Senate And House Left Town Split
The impasse followed a last-minute split before the Easter recess, when Senate Republicans advanced a bill to fund most of DHS while House Republicans rejected that approach and left town without a final agreement. Reuters has reported that the shutdown began in mid-February and that funding remains in limbo even after the Senate cleared the way for House action earlier this month.
Pressure to reopen the department had mounted as the lapse snarled airport operations nationwide. On March 26, President Donald Trump said he would order TSA officers paid, and Reuters later reported that he signed a broader April 3 directive extending back pay and benefits to all DHS employees affected by the shutdown.
Back Pay Helped Ease Airport Turmoil
Those moves eased some of the immediate political heat because TSA paychecks resumed, absentee rates fell, and airport lines began to improve after weeks of turmoil. But the relief may prove temporary as the administration has not clearly established how long the emergency funding can last, leaving uncertainty over future pay periods after eight weeks without regular DHS appropriations.
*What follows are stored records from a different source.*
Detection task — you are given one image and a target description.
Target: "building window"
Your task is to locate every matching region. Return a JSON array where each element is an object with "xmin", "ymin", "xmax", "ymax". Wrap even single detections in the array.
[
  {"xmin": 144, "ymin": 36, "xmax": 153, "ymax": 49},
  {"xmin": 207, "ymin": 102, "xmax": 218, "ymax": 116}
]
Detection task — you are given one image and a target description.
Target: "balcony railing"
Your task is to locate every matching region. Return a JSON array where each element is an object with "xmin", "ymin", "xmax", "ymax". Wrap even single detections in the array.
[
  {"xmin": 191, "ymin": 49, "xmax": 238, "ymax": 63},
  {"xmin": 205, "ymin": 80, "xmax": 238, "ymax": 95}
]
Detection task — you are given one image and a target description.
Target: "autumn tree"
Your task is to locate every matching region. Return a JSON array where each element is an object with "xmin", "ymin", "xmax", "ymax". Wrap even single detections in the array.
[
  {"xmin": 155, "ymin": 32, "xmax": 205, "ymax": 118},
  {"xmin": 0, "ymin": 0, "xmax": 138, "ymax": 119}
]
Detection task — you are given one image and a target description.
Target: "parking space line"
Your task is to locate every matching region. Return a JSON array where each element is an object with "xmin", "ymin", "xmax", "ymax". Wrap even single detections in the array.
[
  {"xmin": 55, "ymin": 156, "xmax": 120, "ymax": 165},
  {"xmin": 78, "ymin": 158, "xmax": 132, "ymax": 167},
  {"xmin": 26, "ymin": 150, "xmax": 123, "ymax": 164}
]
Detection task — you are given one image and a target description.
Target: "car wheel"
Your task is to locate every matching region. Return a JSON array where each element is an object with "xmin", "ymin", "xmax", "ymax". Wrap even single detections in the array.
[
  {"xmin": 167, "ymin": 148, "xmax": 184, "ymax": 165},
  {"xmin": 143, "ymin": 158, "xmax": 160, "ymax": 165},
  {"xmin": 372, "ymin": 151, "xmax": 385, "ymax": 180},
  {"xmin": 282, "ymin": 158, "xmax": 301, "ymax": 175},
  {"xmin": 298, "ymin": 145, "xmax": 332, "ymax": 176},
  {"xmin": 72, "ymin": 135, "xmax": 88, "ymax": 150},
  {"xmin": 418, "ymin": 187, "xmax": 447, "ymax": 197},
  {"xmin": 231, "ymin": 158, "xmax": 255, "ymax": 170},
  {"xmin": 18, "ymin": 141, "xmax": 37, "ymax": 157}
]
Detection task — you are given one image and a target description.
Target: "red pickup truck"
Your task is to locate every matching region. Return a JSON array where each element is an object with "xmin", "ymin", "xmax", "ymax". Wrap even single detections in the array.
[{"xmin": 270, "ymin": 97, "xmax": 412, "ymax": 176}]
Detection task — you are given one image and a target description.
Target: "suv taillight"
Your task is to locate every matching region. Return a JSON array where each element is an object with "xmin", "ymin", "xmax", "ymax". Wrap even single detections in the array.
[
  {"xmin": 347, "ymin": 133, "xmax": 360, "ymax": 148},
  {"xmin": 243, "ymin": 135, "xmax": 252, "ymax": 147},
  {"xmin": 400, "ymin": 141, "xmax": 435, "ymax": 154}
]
Before the recess, the strain had become impossible to ignore. DHS figures said that nearly 500 TSA officers quit during the shutdown and that absentee rates topped 10% nationally, with some major airports seeing much worse.
Republicans Search For A New Path
Republicans appeared to narrow some differences over the break. Reuters reported on April 2 that Speaker Mike Johnson (R-La.), Trump and Senate Majority Leader John Thune (R-S.D.) had aligned behind a path that could let the House eventually pass the Senate-backed measure, though support inside the GOP remained uncertain.
Johnson had earlier mocked the Senate plan, but the emerging two-step strategy would separate ICE and Border Patrol funding from the rest of DHS, then use budget reconciliation later to move immigration and border money with a simple Senate majority and no Democratic filibuster. Trump has set June 1 as the deadline for Congress to send him that follow-up bill.